Yes, Feminism. It's on my mind because I've been made to defend my self-identification as a Feminist a lot lately. Well, actually the question is always why I chose to attend a women's college. But, it boils down to a defense of the Feminists' idea of how young women should percieve themselves and their place in this world, and how the reality increasingly falls short of the ideal. We're suprised to learn that young women might still need strong role models and a place of their own at that very crucial time in their lives when they will discover who they are and who they might want to be; that pop-culture, mass media, and even our education system does not empower young women, and that young women continue to undervalue their own worth as professionals and intellectuals, as contributors to society.
In the last ten days I have been asked three times why I chose to attend a women's college: what benefits would that bring in today's world; don't women emerge from these antiquated and artificial worlds unable to adjust well to the real world that is, in fact, co-ed; and, why would smart, well-adjusted and beautiful women choose to take four years out of the dating game? Incidentally, my interrogators thus far, have all been men. Which leads me to ask why men are having trouble with the idea that women might actually choose to separate themselves from the world where men also exist, to focus on themselves. Their ideas, their careers, their lives - sans men. This would not be a question posed to a man in his early or even late-twenties, if he claimed he wanted to only focus on his career for a little while.

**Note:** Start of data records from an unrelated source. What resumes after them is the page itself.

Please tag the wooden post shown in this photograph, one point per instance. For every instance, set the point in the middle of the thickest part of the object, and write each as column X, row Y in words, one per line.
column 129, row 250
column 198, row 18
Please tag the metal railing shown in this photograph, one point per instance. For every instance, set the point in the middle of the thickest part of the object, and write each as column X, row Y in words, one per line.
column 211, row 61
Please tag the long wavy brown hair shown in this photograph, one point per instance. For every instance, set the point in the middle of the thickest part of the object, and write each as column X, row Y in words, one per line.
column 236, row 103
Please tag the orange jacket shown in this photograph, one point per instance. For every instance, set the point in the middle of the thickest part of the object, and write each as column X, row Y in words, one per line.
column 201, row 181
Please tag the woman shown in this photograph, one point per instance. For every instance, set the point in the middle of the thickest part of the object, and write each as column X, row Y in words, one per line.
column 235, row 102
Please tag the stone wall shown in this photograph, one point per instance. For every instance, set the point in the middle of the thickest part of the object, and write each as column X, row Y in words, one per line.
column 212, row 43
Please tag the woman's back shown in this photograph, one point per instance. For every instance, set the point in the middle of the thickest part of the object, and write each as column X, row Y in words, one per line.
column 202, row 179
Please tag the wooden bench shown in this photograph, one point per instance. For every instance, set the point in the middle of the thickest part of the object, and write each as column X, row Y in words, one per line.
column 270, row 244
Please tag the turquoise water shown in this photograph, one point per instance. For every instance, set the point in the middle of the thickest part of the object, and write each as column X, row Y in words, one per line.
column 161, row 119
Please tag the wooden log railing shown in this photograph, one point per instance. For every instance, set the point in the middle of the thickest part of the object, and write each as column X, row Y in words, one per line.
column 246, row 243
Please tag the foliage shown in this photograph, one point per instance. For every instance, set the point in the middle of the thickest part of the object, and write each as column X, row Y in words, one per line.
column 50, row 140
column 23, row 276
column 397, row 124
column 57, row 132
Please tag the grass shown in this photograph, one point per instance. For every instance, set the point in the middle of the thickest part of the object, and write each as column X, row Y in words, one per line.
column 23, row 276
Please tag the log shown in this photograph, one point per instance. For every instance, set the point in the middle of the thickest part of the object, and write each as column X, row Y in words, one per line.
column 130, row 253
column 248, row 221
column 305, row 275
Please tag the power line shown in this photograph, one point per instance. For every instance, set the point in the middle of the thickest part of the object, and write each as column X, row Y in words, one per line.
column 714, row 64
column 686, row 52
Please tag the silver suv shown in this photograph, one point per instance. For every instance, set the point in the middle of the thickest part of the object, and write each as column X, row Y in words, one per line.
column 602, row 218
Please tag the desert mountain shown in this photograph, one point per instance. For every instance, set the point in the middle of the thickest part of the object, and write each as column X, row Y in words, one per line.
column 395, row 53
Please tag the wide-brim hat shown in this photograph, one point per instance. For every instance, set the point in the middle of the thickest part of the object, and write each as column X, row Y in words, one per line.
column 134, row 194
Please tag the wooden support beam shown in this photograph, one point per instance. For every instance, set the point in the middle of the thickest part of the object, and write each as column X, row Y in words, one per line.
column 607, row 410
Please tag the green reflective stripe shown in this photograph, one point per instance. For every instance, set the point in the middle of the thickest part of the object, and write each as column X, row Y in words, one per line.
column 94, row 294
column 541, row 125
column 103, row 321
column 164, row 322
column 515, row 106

In the last few months I have repeatedly posed this question to myself, and, at times, to my friends: where have all the feminists gone? Why aren't there more women (and men) concerned about the superficiality of contemporary teen and college culture? Why can't I find committed feminists even in the halls of those celebrated women's colleges that have, historically, been the stronghold of Feminism? Why, decades after "Second Wave Feminism", are young girls still more obsessed with their image than with career aspirations; why do they spend more time thinking about what the boys might think, and not enough about who they are, who they might want to be, and how to get there? Why do young women still lack strong role models: why are superficial and apparently inane women celebrated on TV, while strong women are continually portrayed as cold and heartless, calculating, bitchy and emasculating? Admittedly, the lack of positive role models is not just a problem for women, but for society at large - but, given that women have decades of "catching-up" still to do, this is particularly detrimental for young girls. And, while I'm ranting, why do women in the 21st century still feel pressure to choose between a high-stakes professional career and family, while men rarely face that dilemma, and, moreover, often deny that women have to. Given that conundrum, there are few men that I have met who would put their careers on hold for a few years to raise young families; that women have to continues to go unchallenged. Feminism has much left to fight for.
This brings me to my original question: where have all the feminists gone? Here I thought I was posing that question in isolation. Fortunately, I was wrong. Last month Maureen Dowd released her latest book "Are Men Necessary? When Sexes Collide" This is a call to feminists in the grand tradition of "The Feminine Mystique." It is not a treatise so much as it is a profound and incisive comment on the state of feminism, and gender relations today. Dowd does Gloria and Betty proud. She actually answers the title question early on: men are, in fact, necessary. They need not worry. Dowd astutely and amusingly chronicles her own experience as a career woman and a feminist (old-style!): the challenges of modern dating, the choices between career and family, the failure of feminism at the top (a la Hilary and Condi Rice), genetics, barbies, botox and politics. Women, she claims, are willingly turning into the Stepford Wives, and men are helping rather enthusiastically. This, perhaps, is the central point of the book. I can't recount Dowd and do her justice. I will say: if there is one book to go out and read, for men and women alike, this is it. Do not be afraid of the title. The book has much more to do with the state of contemporary feminism and the prevalent mediocrity of pop-culture that is damaging to women and men alike, than with any stereo-typical "man-hating" that feminists are often charged with. Enough said. Go out and buy it!